Mevlam seni aşıkların
Devran iderler hu ile
Yolundaki sadıkların
Devran iderler hu ile
İlahi bitince baş müezzin veya görevlendireceği müezzin arkadaş (Rabbena amenna bima enzelte vettebe’narrasule) duasını okur. Ara vermeden diğer müezzinler (fektübna meaşşahidîn) diyerek terâvih duasına geçilir. Bir müezzin kısa bir âmin çeker. Müezzinler hep beraber (Velhamdülillahi Rabbil alemin) diyerek cemaati salat-ı vitre kaldırırlar. İmam efendi selam verince, müezzin başı (Allahümme Entesselam Ve-minkesselam Tebarekte ya Zelcelali Vel-ikram) diyerek Ayet-el Kürsi’yi okur.
Cumhur Müezzinlik
Cumhur müezzinlik namazın devamıdır. Bütün müezzinler bazı yerlerde ferden bazı yerlerde müştereken iştirak ettikleri için cumhur denilmiştir.
Eskiden Saraylarda, konaklarda musikişinasların bulundukları cemiyetlerde namaza başlarken kâmet hangi makamdan alındıysa cumhur müezzinlikte aynı makamdan yapılırmış. (Bu anekdot rahmetli hocam Hafız Hüseyin Tolan’dan müntekildir.)
Müezzin başı Ayet-el Kürsi’yi bitirip (Zülcelali SübhânAllâh deyince) bir müezzin makamı ve akordu bozmadan 33 kere SübhânAllâh der, [diğer müezzine devreder] ve o da sübhânelkerim elhamdulillah diyerek hamdeleyi diğer müezzine devreder. O da 33 kere elhamdülillah dedikten sonra (Rabbil Alemine Teala şanühü Allahü ekber) diyerek ism-i Celali diğer müezzine bırakır.

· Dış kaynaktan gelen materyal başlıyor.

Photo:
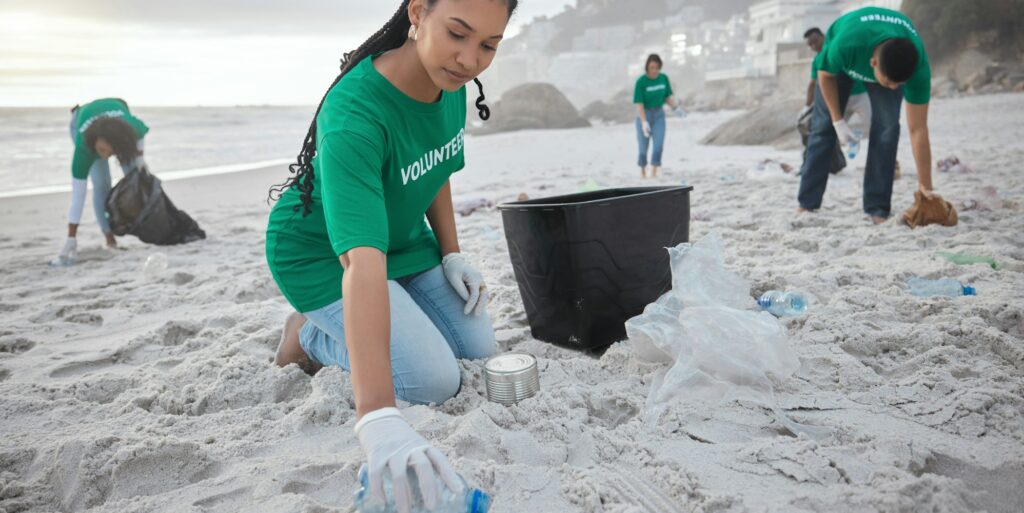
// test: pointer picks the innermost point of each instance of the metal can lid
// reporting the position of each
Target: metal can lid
(510, 364)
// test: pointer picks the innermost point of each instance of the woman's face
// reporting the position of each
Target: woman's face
(103, 148)
(457, 39)
(652, 70)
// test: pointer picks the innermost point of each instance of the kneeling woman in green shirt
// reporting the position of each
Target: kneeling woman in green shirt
(380, 293)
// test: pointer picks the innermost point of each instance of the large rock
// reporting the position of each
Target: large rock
(774, 124)
(968, 65)
(532, 105)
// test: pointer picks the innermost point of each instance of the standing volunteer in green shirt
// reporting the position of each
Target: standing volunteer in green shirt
(650, 93)
(377, 289)
(881, 48)
(98, 129)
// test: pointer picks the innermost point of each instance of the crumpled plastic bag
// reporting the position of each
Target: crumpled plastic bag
(718, 347)
(770, 169)
(932, 210)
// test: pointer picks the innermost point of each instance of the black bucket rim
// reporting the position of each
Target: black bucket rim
(559, 201)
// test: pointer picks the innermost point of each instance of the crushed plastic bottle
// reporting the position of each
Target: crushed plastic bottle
(781, 304)
(944, 287)
(155, 265)
(853, 147)
(966, 259)
(469, 501)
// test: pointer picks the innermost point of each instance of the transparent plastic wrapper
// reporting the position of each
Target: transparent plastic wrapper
(718, 347)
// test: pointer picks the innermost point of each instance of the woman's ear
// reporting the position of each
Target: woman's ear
(416, 12)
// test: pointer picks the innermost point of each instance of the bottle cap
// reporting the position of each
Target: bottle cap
(511, 378)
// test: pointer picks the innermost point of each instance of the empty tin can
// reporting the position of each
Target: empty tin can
(511, 378)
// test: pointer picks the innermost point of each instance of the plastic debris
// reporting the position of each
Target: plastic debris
(951, 165)
(590, 186)
(968, 259)
(717, 346)
(467, 206)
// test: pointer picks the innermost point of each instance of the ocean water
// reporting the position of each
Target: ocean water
(36, 147)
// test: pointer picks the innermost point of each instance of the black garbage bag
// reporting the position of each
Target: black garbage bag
(137, 206)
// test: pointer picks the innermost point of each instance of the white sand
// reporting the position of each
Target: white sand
(120, 393)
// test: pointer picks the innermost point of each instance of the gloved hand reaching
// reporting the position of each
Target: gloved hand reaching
(467, 282)
(392, 445)
(844, 132)
(69, 254)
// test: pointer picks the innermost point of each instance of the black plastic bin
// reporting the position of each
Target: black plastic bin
(588, 262)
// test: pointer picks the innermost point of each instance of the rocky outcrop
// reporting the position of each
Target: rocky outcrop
(774, 124)
(534, 105)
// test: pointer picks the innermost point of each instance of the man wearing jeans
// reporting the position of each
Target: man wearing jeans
(881, 48)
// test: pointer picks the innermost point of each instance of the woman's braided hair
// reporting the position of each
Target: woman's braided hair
(118, 133)
(391, 36)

Tesbihler bitince başka bir müezzin
“Lâ ilâhe illallâhu vahdehu lâşerîke leh, lehu’l mülkü ve lehu’l hamdü ve hüve alâ külli şey’in kadîr” der bu defa bütün koro:
“Sübhane Rabbiye’l-A’la’l-Aliyyil Vehhab” diyerek duaya yani aminlere geçilir. Aminler duanın en enteresan tarafıdır.
Birinci âmini alan müezzin girizgâh yaparak, ikinci müezzine bırakır. İkinci müezzinin çektiği âmin, büyük âmin tabir edilir. Sebebi ise, ilk amin sözünün nefesinin yettiği kadar yapılan makamın güçlüsü üzerinde uzatılması ve bu arada dua mahiyetinde:
Ya Hazreti Allah Şefaat Ya Resullallah veya
Ya müfettihal ebvâb, iftah lenâ hayral bab veya
diğerlerinin okunmasıdır. Büyük âmin bitince başka bir müezzin karara gitmek üzere devralır. Ve kısa aminlerle koroya teslim eder. Koro da “Velhamdülillahi Rabbil alemin” diyerek namazı tamamlar. Eğer imam efendi mihrabı okursa imam, şayet okumuyorsa müezzin başı “Kabulü hak celle ala Fatiha” der herkes Fatiha’sını okur.